Your foolproof guide to writing a song for the season finale of a drama

Written by Nathan Jolly on 12th June, 2018
Your foolproof guide to writing a song for the season finale of a drama

If you watch as much televised drama (read: soap operas) as me, chances are you’re going to start noticing patterns.

Like, the smaller the town, the more chance it has of being hit with an avalanche of natural disasters. The more cast members, the higher percentage of there being foster kids in the mix. The minute a couple has a baby, they are doomed to be written out, because nobody wants to work with a baby, nor watch one grow up on TV. If two new characters are introduced at the same time, they will break up two existing romantic relationships.

The season finales of such shows are always heightened affairs: things blow up, people leave, get married, break up, or die, and you better believe there will be a cliffhanger that will ensure you tune in months later, when you have completely forgotten what happened in the final episode.

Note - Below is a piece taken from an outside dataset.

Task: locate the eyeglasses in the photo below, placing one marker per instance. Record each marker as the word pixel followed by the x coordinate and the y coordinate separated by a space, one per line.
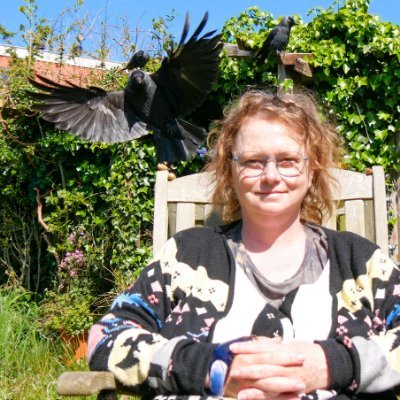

For this heightened drama to work, you need a suitably dramatic song. There are a few elements that this song must contain, in order to hit the necessary emotional buttons. In you. You are a machine being programmed; a puppet with strings to pull. You’re an emotion machine, and a highly-predictable one at that. Sorry.

Anyway, here is what you need to do to write one of these songs.

Take the drumbeat from Clocks by Coldplay. You know the one: that galloping, loping thing that every third song uses nowadays.

Take any of The Edge’s lead guitar parts from any U2 song.

Write lyrics about any of the following things: death, missing someone, first love, everlasting love, instantaneous hit-like-a-bullet love, having had your entire world opened up after finding said love, losing said love, shining, dreaming, mountains, leaving, returning, being forever young. Keep these lyrics non-specific, in order to nail the universality needed. Do not use an actual person’s name. In fact, avoid genders.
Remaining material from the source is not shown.